We do also measure quantitative results. If our content and products are engaging for her and for her friends, we have been able to prove out downstream business success in terms of product purchases. We are able to demonstrate how social engagement correlates with the lifetime value of the customer.

Glossier Instagram, Courtesy of Glossier
Glossier Instagram, Courtesy of Glossier

Sonsev: What key performance indicators do you measure to determine the success or failure of a marketing program?

Weiss: Our business model relies on selling products, but revenue growth and acquiring new customers are secondary to our mission of giving voice to beauty. We focus on experience first and business results second.

We see beauty as a powerful conduit for connection, and connection became our competitive advantage — 72% of millennials take product recommendations through content on Instagram and 70% of sales come from word-of-mouth organic connections.

We monitor where sales originate — social, stores or organic — and try to understand why. We also measure how many conversations both our gTeam editors and showroom editors engage in. If those metrics are strong, we know business results will follow.

Sonsev: As you go into physical retail with the opening of your new NY flagship store, are you taking a test and learn approach?

Weiss: We don’t think of retail as a massive growth channel for us, nor as a place for experimentation. It’s about putting down roots in NY and LA, as well as some temporary locations in other places.

The retail stores are a calculated, true representation of the Glossier brand and what the experience should be. We definitely take risks, but we analyze how it will impact the consumer experience before we do anything.

Glossier flagship store, courtesy of Glossier
Glossier flagship store, courtesy of Glossier

In our NY flagship store, there is no stationary place for transactions.
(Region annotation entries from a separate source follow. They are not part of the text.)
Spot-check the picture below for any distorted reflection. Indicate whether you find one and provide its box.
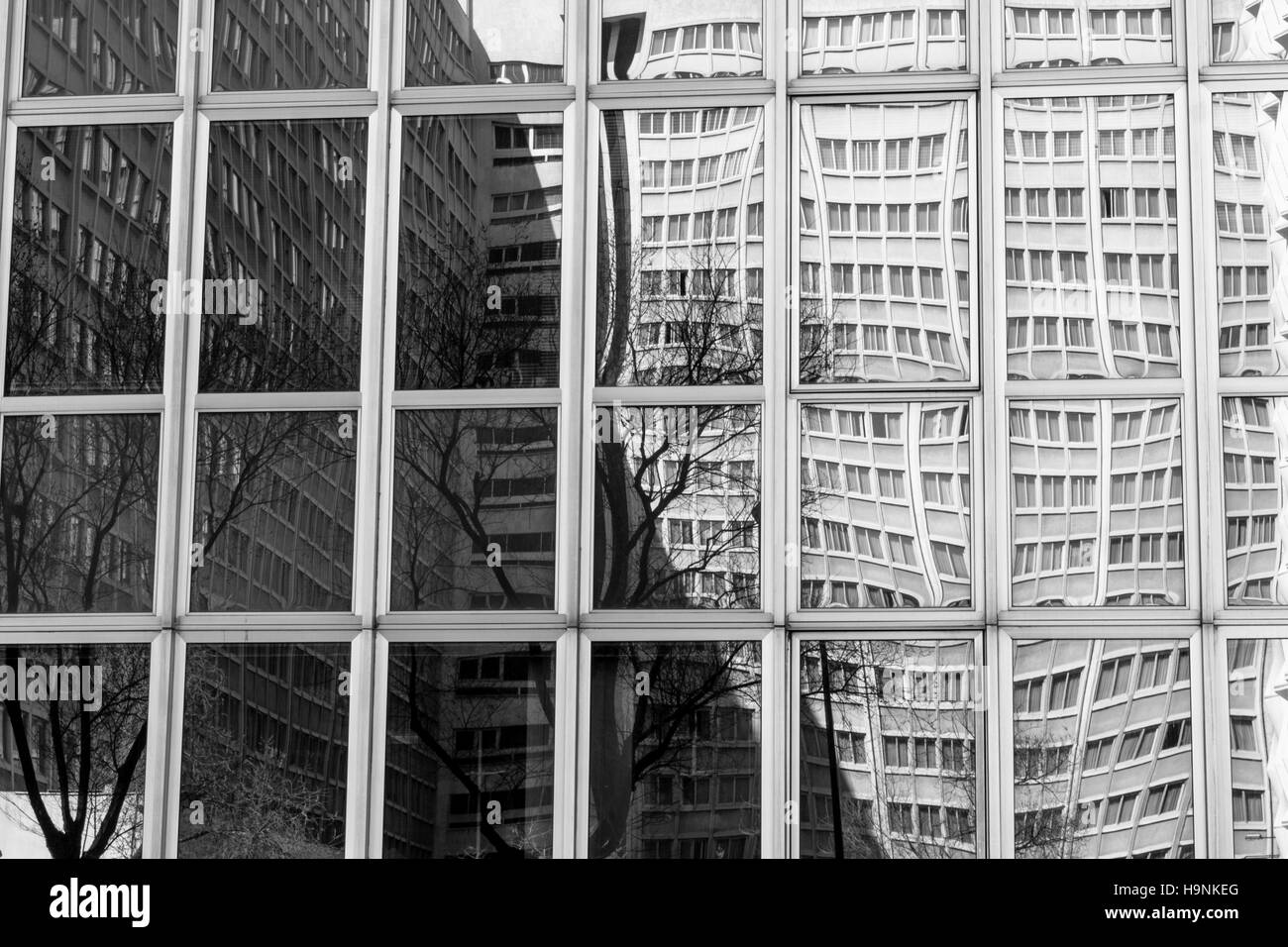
[796,100,973,382]
[1010,399,1185,605]
[5,125,172,395]
[1004,0,1175,69]
[1227,638,1288,858]
[390,408,558,611]
[0,414,161,613]
[1221,398,1288,605]
[404,0,564,85]
[189,411,358,612]
[800,640,979,858]
[211,0,371,91]
[1002,95,1181,378]
[800,402,971,608]
[1212,91,1288,377]
[395,112,564,389]
[599,0,764,80]
[172,642,349,858]
[0,643,150,860]
[1013,639,1194,858]
[383,643,555,858]
[1211,0,1288,61]
[16,0,179,95]
[588,642,761,858]
[595,106,765,385]
[593,404,760,608]
[198,119,368,391]
[800,0,966,76]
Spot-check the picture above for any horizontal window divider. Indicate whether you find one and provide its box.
[8,94,183,126]
[389,85,577,115]
[1214,605,1288,634]
[376,616,576,643]
[196,391,362,412]
[0,394,164,415]
[787,626,986,642]
[1199,61,1288,91]
[197,89,378,121]
[790,381,980,403]
[593,385,765,407]
[1004,377,1185,401]
[376,609,568,631]
[391,388,562,410]
[997,607,1201,628]
[993,65,1185,91]
[579,608,774,633]
[787,608,984,631]
[0,613,164,642]
[1216,374,1288,397]
[588,78,776,110]
[175,612,362,640]
[787,72,979,99]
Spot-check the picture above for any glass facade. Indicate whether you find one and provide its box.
[0,0,1288,858]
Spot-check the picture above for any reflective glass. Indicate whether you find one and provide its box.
[593,404,760,608]
[789,100,974,382]
[587,642,761,858]
[0,643,150,861]
[390,408,558,611]
[189,411,358,612]
[0,414,161,613]
[395,112,564,389]
[383,643,558,858]
[800,640,979,858]
[595,106,765,385]
[1013,639,1194,858]
[997,95,1188,378]
[5,125,172,395]
[800,402,971,608]
[1008,398,1185,607]
[175,642,351,858]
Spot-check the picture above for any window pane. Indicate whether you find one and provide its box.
[0,644,151,860]
[795,102,973,382]
[5,125,172,395]
[1212,91,1288,377]
[390,408,558,611]
[1010,399,1185,607]
[593,404,760,608]
[198,119,368,391]
[395,113,563,388]
[799,0,966,76]
[588,642,761,858]
[1012,639,1194,858]
[406,0,564,85]
[799,640,978,858]
[800,402,971,608]
[599,0,764,81]
[213,0,369,91]
[1227,638,1288,858]
[190,412,358,612]
[1004,0,1175,69]
[22,0,179,95]
[0,414,161,613]
[1221,398,1288,605]
[595,107,765,385]
[1002,95,1181,378]
[175,642,349,858]
[383,643,557,858]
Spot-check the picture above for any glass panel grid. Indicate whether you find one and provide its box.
[0,0,1288,857]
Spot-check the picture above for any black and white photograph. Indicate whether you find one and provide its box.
[0,0,1272,937]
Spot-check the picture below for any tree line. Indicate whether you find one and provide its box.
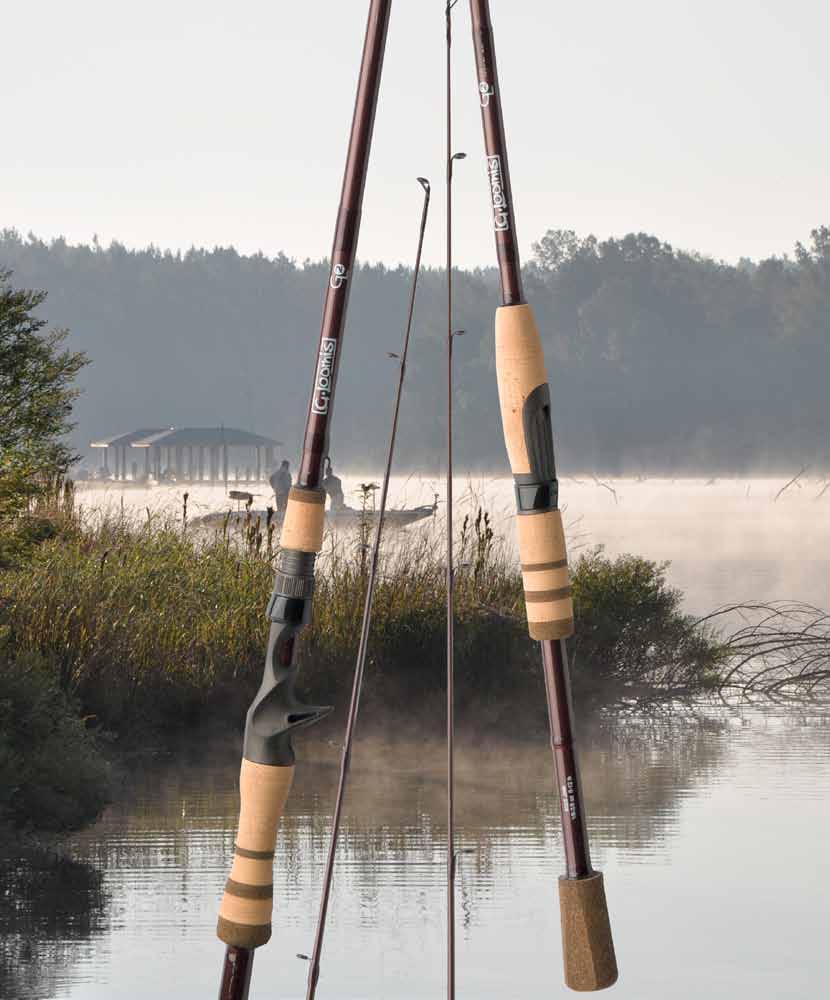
[0,226,830,475]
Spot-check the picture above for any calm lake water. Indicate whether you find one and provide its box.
[0,475,830,1000]
[78,473,830,614]
[0,710,830,1000]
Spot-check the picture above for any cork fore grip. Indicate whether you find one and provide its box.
[280,487,326,552]
[496,305,548,476]
[559,872,617,993]
[516,510,574,640]
[216,759,294,948]
[496,305,574,640]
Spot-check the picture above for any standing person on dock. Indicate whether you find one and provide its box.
[320,457,346,510]
[268,458,292,511]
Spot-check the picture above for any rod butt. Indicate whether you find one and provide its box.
[559,872,617,993]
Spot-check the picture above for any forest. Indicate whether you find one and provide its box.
[0,226,830,475]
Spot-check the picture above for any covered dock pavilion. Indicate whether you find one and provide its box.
[89,427,283,483]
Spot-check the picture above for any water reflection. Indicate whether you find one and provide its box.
[0,845,107,1000]
[2,710,830,1000]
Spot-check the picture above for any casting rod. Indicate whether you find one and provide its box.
[308,177,430,1000]
[217,0,392,1000]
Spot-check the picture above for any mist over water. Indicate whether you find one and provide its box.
[78,472,830,614]
[11,709,830,1000]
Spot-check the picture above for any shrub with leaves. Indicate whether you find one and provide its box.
[0,654,110,832]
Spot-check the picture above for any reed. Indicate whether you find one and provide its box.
[0,498,722,731]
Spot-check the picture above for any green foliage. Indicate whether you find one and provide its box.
[571,548,723,697]
[0,511,719,731]
[0,226,830,474]
[0,269,86,532]
[0,653,109,832]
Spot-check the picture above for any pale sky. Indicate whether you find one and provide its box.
[0,0,830,266]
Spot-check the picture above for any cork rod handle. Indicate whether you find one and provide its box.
[216,759,294,948]
[496,305,573,640]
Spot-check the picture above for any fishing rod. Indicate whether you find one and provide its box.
[217,0,392,1000]
[470,0,617,991]
[308,177,430,1000]
[444,0,467,1000]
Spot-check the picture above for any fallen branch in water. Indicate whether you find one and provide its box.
[697,601,830,700]
[593,476,620,503]
[772,465,810,503]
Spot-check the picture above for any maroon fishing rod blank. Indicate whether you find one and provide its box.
[217,0,392,1000]
[470,0,617,991]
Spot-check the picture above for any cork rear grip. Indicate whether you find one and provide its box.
[496,305,548,476]
[280,487,326,552]
[516,510,574,640]
[559,872,617,993]
[216,760,294,948]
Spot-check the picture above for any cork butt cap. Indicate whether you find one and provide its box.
[559,872,617,993]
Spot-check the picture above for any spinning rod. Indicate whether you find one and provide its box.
[217,0,392,1000]
[300,177,430,1000]
[470,0,617,991]
[444,0,467,1000]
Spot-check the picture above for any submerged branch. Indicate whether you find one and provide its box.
[697,601,830,699]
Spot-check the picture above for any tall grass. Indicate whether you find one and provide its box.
[0,498,719,730]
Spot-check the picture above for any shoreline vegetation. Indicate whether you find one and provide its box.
[0,483,830,831]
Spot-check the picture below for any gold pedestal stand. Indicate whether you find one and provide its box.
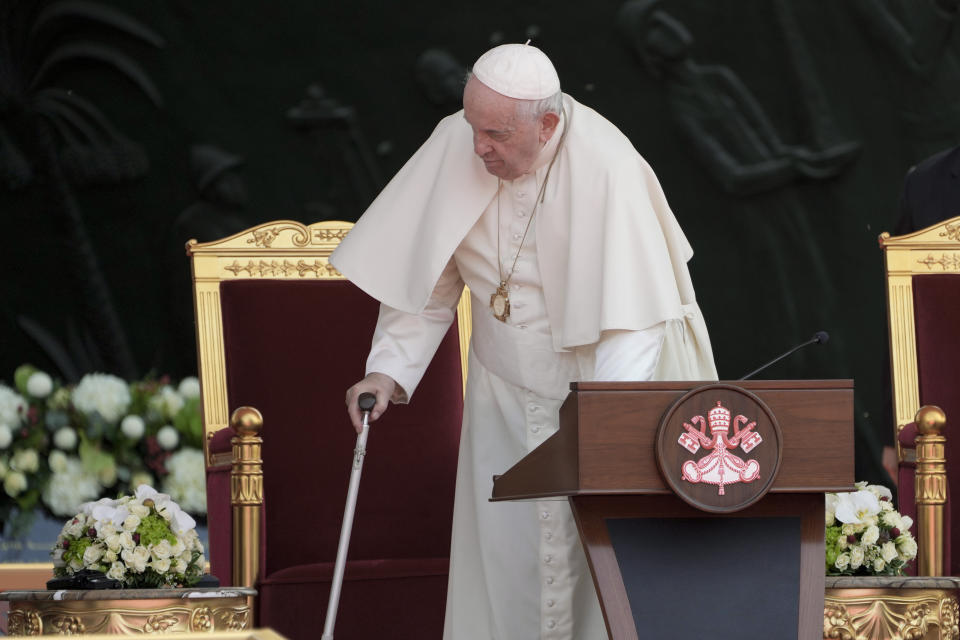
[0,587,256,636]
[823,577,960,640]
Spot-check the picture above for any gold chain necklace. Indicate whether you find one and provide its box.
[490,111,567,322]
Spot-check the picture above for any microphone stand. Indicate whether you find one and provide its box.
[739,331,830,380]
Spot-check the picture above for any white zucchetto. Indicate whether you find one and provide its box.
[473,44,560,100]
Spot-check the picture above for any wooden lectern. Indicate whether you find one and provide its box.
[492,380,854,640]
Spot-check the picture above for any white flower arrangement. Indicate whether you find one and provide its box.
[163,449,207,513]
[42,458,100,517]
[72,373,130,424]
[826,482,917,576]
[50,485,206,588]
[0,364,206,538]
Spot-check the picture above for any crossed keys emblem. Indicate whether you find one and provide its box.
[677,401,763,496]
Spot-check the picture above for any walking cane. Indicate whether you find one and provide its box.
[321,393,377,640]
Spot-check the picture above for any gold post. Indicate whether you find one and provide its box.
[230,407,263,612]
[914,405,947,576]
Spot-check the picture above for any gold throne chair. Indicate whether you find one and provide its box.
[880,217,960,576]
[187,221,470,640]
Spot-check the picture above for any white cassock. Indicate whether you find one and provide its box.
[367,122,663,640]
[331,98,716,640]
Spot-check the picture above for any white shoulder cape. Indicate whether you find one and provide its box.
[330,96,716,368]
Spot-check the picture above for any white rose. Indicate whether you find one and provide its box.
[120,531,137,550]
[123,513,140,533]
[27,371,53,398]
[0,424,13,449]
[833,553,850,571]
[97,464,117,487]
[157,425,180,451]
[897,533,917,560]
[103,533,123,553]
[107,562,127,580]
[47,451,68,473]
[120,546,150,573]
[866,484,893,500]
[880,540,897,564]
[850,545,866,569]
[880,511,902,528]
[130,504,150,520]
[3,471,27,498]
[10,449,40,473]
[83,544,103,567]
[120,415,147,440]
[53,427,77,451]
[150,540,173,560]
[177,376,200,398]
[150,558,170,575]
[63,518,83,538]
[130,471,153,492]
[0,384,27,428]
[73,373,130,424]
Our customers come to get lost in an experience, trial and conversation. The showroom editors offer peer-to-peer recommendations. When you’re ready to buy, editors check you out on an iPad wherever you may be in the store. The product is then delivered from the sky via a conveyor belt. It’s a magical experience.

It takes an unconventional approach to build a customer-centric beauty brand like Glossier. Glossier has taken some risks to chart their own course and that seems to be paying off with complete customer devotion.